Simulations were performed to establish the relation between the rating difference (R) between backgammon players of various strengths, and the error rates for the two players. This will allow a match analysis to translate the error rate of each player into an estimation of the absolute ratings of the players, once the rating of "perfect play" has been defined. Of course, this estimate will be only as good as the quality of the analysis and will become invalid for the estimation of the rating of players at a comparable level as at which the analysis was performed. However, the measured relation does not depend on the analysis level and remains valid for very high levels of analysis such as rollouts.
Two sets of simulations were performed.

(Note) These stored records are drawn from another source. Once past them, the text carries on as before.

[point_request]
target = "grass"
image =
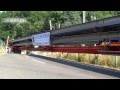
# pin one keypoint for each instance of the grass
(2, 50)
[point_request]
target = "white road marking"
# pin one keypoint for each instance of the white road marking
(2, 54)
(38, 61)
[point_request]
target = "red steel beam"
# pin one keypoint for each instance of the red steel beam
(69, 49)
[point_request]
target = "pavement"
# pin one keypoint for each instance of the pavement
(16, 66)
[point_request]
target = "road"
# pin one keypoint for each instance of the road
(15, 66)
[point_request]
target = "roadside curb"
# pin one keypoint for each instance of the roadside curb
(98, 69)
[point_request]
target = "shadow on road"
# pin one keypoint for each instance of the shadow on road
(97, 69)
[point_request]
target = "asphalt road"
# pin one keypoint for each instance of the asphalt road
(15, 66)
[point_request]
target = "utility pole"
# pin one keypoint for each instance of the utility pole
(84, 16)
(50, 23)
(7, 44)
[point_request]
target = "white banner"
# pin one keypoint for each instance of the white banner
(41, 39)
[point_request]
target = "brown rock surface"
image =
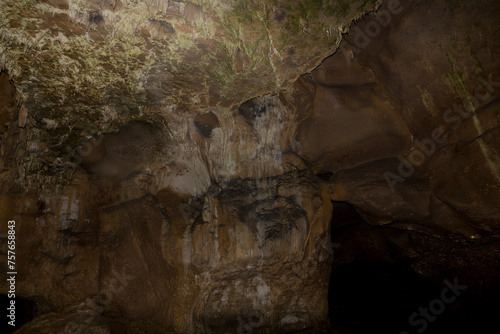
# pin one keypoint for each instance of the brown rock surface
(171, 165)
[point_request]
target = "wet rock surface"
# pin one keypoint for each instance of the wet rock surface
(191, 167)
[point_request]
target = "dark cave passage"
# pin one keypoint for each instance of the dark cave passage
(375, 295)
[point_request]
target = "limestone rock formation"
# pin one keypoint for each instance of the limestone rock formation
(178, 166)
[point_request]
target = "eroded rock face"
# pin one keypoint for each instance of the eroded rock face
(161, 159)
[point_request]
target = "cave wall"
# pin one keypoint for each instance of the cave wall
(161, 162)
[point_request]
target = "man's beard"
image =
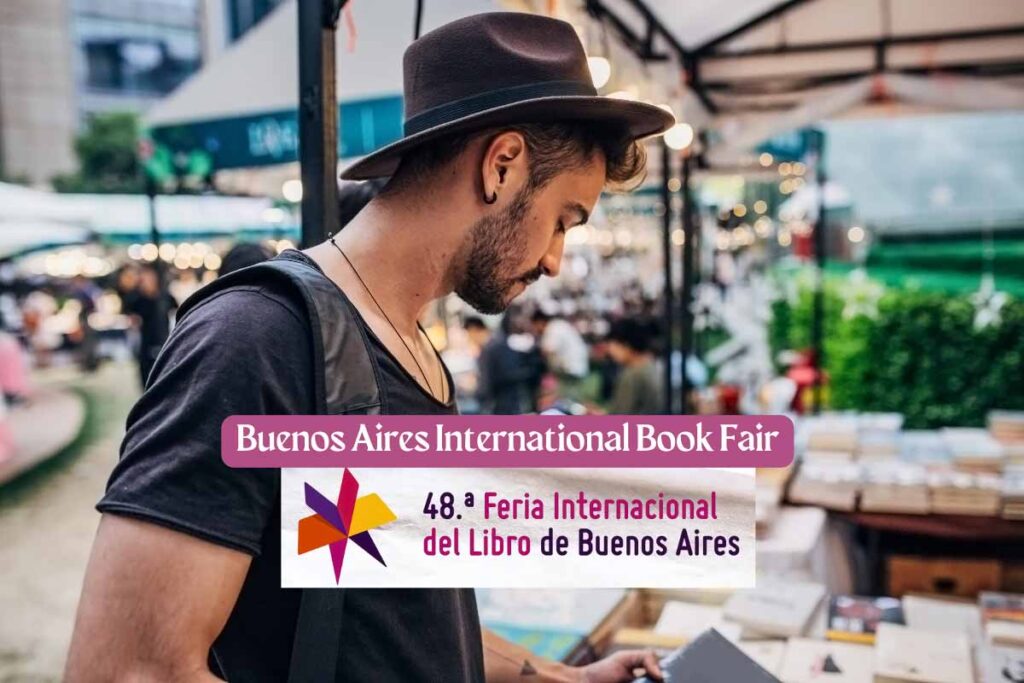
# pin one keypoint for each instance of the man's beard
(493, 243)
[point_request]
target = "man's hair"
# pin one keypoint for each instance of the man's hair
(552, 147)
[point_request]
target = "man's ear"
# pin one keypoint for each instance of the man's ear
(504, 168)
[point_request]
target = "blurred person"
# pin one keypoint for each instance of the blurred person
(477, 331)
(184, 578)
(353, 197)
(152, 308)
(85, 292)
(639, 386)
(507, 375)
(39, 307)
(13, 369)
(243, 255)
(564, 351)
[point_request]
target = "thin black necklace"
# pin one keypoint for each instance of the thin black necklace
(430, 387)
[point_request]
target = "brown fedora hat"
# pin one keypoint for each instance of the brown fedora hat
(498, 69)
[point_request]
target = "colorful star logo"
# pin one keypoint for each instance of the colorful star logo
(348, 519)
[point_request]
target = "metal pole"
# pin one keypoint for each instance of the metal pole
(670, 300)
(317, 119)
(151, 194)
(689, 270)
(818, 313)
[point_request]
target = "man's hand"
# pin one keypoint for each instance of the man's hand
(620, 668)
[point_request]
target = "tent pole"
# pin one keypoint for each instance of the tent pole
(152, 189)
(689, 271)
(820, 242)
(670, 302)
(317, 119)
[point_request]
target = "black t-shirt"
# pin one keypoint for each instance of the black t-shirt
(248, 351)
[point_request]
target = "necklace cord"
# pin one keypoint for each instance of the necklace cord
(423, 374)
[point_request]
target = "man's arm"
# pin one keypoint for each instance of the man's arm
(506, 663)
(153, 602)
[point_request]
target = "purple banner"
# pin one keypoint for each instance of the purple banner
(512, 441)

In the first the relation between the difference in normalized error rate per unforced decision (DEPD) and rating difference R was measured. The main result of the first simulation set is an almost linear relation between DEPD and R, which depends somewhat on the match length. As a by-product of this investigation the relative strengths of various playing levels of GNUBG were determined precisely by rating.
The second set of simulations attempts to improve on the linear model of the first set, by separating out the effects of cube errors and chequer play errors. A bilinear fit was made of R to both the normalized chequer play error per unforced move (EPM) and the cube error per unforced cube decision (EPC). The resulting bilinear fit is shown to improve the prediction of the rating difference, especially for matches with very poor cube handling compared to chequer play.

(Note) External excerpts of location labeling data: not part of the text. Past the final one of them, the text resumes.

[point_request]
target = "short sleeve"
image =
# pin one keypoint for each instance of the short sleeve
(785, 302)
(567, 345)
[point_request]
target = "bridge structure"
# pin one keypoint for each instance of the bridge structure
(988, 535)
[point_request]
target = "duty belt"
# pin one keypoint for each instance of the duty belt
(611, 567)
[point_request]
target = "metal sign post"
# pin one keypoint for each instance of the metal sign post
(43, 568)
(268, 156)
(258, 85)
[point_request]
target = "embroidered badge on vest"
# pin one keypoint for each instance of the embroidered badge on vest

The scripts used for the simulations and a readme file explaining their use are available here.
The final result is the following formula for the rating difference:
R = a2(N)*EPM+b(N)*EPC,
where
a2(N) = 8798 + 25526/N,
and
b(N) = 863 - 519/N.
In order to estimate the rating difference between playing levels we played a series of 1000 matches of a given match length between various levels and estimated the rating difference by analyzing the results. From the analysis we obtain the normalized error rate per unforced decision and the "luck adjusted result" (P), which is an estimate of the match winning probability using variance reduction. These numbers were averaged over the 1000 matches and the variance was also estimated. The rating difference R and a 90% confidence interval was then estimated from the 90% confidence interval of P using the FIBS rating formula, P = 1/(1 + 10^(R*sqrt(N)/2000)), with N the match length.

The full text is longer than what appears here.